I was wondering if my intuition is right about the lack of failures for that treatment preventing a good estimation, and how can I work around this issue.

Thanks in advance!

Best Answer

Your intuition is exactly right. This phenomenon is called complete separation. You can find quite a lot (now that you know its name) Googling around ... It is fairly thoroughly discussed here in a general context, and here in the context of GLMMs. The standard solution to this problem is to add a small term that pushes the parameters back toward zero -- in frequentist contexts this is called a penalized or bias-corrected method. The standard algorithm is due to Firth (1993, "Bias reduction of maximum likelihood estimates" Biometrika 80, 27-38), and is implemented in the logistf package on CRAN. In Bayesian contexts this is framed as adding a weak prior to the fixed-effect parameters.

To my knowledge Firth's algorithm hasn't been extended to GLMMs, but you can use the Bayesian trick by using the blme package, which puts a thin Bayesian layer over the top of the lme4 package. Here's an example from the above-linked GLMM discussion:

cmod_blme_L2 <- bglmer(predation~ttt+(1|block),data=newdat,
                   family=binomial,
                   fixef.prior = normal(cov = diag(9,4)))

The first two lines in this example are exactly the same as we would use in the standard glmer model; the last specifies that the prior for the fixed effects is a multivariate normal distribution with a diagonal variance-covariance matrix. The matrix is 4x4 (because we have 4 fixed-effect parameters in this example), and the prior variance of each parameter is 9 (corresponding to a standard deviation of 3, which is pretty weak -- that means +/- 2SD is (-6,6), which is a very large range on the logit scale).

The very large standard errors of the parameters in your example are an example of a phenomenon closely related to complete separation (it occurs whenever we get extreme parameter values in a logistic model) called the Hauck-Donner effect.

Two more potentially useful references (I haven't dug into them yet myself):

  • Gelman A, Jakulin A, Pittau MG and Su TS (2008) A weakly informative default prior distribution for logistic and other regression models.
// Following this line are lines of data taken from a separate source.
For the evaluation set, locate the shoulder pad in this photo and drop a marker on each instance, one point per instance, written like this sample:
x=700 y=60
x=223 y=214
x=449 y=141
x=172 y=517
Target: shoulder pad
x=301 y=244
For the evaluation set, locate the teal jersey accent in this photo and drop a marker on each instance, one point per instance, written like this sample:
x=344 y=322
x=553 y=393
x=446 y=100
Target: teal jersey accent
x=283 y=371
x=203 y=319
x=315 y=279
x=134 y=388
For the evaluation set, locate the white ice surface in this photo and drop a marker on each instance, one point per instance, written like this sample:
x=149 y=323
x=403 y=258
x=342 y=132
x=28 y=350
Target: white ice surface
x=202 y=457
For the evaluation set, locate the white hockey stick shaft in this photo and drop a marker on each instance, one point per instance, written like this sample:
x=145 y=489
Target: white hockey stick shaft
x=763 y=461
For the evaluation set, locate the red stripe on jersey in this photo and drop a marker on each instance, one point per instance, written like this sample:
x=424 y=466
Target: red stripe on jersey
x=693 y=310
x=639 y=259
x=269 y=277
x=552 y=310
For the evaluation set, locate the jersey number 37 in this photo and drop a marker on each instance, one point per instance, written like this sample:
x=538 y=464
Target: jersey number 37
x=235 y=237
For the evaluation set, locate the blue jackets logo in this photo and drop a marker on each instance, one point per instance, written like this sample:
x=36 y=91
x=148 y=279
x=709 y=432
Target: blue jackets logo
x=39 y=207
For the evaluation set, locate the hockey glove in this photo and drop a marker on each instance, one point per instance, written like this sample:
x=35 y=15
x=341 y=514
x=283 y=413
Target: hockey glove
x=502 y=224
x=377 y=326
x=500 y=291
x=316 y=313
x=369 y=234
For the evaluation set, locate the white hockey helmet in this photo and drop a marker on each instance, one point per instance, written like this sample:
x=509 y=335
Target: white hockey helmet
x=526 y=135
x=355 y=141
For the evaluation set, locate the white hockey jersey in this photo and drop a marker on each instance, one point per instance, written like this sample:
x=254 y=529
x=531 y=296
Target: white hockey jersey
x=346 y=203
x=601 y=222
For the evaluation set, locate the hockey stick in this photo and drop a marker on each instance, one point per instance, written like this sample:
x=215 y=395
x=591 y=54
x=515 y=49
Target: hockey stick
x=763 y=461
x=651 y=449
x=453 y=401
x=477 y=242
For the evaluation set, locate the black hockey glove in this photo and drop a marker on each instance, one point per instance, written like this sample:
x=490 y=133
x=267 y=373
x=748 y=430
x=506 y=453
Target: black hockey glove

Annals of Applied Statistics, 2, 1360–383.
  • José Cortiñas Abrahantes and Marc Aerts (2012) A solution to separation for clustered binary data Statistical Modelling 12(1):3–27 doi: 10.1177/1471082X1001200102

A more recent Google scholar search for "bglmer 'complete separation'" finds:

  • Quiñones, A. E., and W. T. Wcislo. “Cryptic Extended Brood Care in the Facultatively Eusocial Sweat Bee Megalopta genalis.” Insectes Sociaux 62.3 (2015): 307–313.